Jaime respiró hondo: “¿Ya está?, ¿eso es todo lo que tenés para decir?”. Lorenzo, que no había fumado nunca, sintió de repente la necesidad biológica de hacerlo. En realidad, esa necesidad era la de matar el tiempo de la pausa que Jaime había hecho entre una pregunta y otra. “Mirá Loro, yo no me cogí a Laura. Vos estás mal de la cabeza. No sé si entendés que soy tu amigo; y si no hablé con vos fue porque ella me dijo que no te mencionara el tema si vos no lo sacabas. A ver si lo entendés.
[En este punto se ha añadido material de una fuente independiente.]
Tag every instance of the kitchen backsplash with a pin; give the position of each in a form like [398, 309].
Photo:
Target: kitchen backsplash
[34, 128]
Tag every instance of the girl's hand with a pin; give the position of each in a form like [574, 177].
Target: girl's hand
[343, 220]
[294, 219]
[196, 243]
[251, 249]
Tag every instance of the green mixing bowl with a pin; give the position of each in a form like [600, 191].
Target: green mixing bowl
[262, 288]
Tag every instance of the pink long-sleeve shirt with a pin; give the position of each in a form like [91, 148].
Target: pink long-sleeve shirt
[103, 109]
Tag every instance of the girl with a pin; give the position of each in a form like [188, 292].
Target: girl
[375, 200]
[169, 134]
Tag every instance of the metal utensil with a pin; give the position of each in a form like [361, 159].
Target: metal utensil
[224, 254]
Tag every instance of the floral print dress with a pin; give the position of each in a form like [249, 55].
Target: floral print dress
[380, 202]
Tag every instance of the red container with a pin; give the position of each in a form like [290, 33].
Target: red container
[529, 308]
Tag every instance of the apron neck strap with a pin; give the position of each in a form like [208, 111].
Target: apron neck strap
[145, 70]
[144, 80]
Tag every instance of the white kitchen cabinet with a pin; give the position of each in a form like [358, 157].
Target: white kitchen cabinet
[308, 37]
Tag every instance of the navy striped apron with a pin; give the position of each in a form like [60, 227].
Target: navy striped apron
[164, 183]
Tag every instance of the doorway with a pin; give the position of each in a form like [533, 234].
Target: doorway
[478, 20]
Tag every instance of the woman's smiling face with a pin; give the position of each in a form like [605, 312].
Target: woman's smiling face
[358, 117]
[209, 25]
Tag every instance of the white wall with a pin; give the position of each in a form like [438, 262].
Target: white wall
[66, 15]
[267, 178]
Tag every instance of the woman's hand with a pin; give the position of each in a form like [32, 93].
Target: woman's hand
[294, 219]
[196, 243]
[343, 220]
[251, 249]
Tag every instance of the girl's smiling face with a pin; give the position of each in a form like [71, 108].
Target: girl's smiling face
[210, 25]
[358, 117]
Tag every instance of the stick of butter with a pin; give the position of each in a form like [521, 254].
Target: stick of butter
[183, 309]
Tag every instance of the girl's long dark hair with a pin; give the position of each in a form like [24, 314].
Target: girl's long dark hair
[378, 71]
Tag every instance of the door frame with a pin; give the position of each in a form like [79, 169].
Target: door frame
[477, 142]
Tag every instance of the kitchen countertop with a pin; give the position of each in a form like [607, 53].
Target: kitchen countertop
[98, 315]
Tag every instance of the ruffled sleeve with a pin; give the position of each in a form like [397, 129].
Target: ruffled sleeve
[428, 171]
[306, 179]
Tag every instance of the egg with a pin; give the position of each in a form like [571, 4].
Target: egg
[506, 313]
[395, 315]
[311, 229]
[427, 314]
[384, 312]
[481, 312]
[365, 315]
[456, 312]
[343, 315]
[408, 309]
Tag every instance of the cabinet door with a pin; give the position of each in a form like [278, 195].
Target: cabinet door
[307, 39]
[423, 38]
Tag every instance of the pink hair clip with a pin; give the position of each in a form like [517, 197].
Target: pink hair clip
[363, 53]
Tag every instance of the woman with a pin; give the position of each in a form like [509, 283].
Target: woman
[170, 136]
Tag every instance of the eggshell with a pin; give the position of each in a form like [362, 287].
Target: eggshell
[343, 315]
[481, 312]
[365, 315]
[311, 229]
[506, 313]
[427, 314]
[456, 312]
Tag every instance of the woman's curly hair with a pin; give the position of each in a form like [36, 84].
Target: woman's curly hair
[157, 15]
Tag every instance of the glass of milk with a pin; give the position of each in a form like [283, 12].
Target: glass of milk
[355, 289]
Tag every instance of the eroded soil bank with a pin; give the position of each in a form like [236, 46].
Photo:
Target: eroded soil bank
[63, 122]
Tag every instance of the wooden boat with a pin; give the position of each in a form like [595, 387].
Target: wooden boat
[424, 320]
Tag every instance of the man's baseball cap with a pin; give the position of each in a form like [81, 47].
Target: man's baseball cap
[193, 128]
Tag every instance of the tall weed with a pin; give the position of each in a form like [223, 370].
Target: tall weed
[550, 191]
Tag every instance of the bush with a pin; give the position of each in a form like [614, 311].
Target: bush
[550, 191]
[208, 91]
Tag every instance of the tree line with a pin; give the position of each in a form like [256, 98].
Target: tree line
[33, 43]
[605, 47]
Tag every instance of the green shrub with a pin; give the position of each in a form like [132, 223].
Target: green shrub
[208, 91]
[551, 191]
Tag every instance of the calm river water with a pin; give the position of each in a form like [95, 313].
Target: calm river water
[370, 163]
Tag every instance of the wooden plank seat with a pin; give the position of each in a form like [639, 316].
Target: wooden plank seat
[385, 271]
Pensé que te había dado vergüenza hablarlo conmigo. Tanto hinchaste las pelotas con tener un hijo que por ahí pensaste que si me decías que querían abortar yo te iba a decir algo. No sé, es lo único que se me ocurre decir. Lo primero que le pregunté a Laura fue cómo estabas vos, y me dijo que estabas bien, pero que no te sacara el tema. Eso me dijo: ‘Prometeme por él que no vas sacarle el tema’. ¿Qué querías que hiciera? Además, pensé que un día me lo ibas a contar. Si yo hubiera pasado por una situación así te lo hubiera dicho”.

Un silencio verdadero, de abismo, de océano (el ruido de los autos que se filtraba por la ventana era la parte visible del silencio), se hizo presente acompañado por la necesidad de romperlo como fuese posible: con un carraspeo, una tos, un suspiro, el ruido de un objeto golpeando contra otro. Lorenzo intervino: “Pero ¿cómo que estuvo embarazada? No lo puedo creer. ¿Viste el feto?”. Jaime se sobresaltó como si se despertara de una pesadilla para pasar a otra un poco peor. Lorenzo siguió, movido menos por un deseo de saber que por un deseo de dolor, al que volvía constantemente desde que Laura había muerto porque solo así mantenía vivo su recuerdo: “¿Lo viste o no lo viste? ¿Se parecía a mí? ¿Era una nena?”.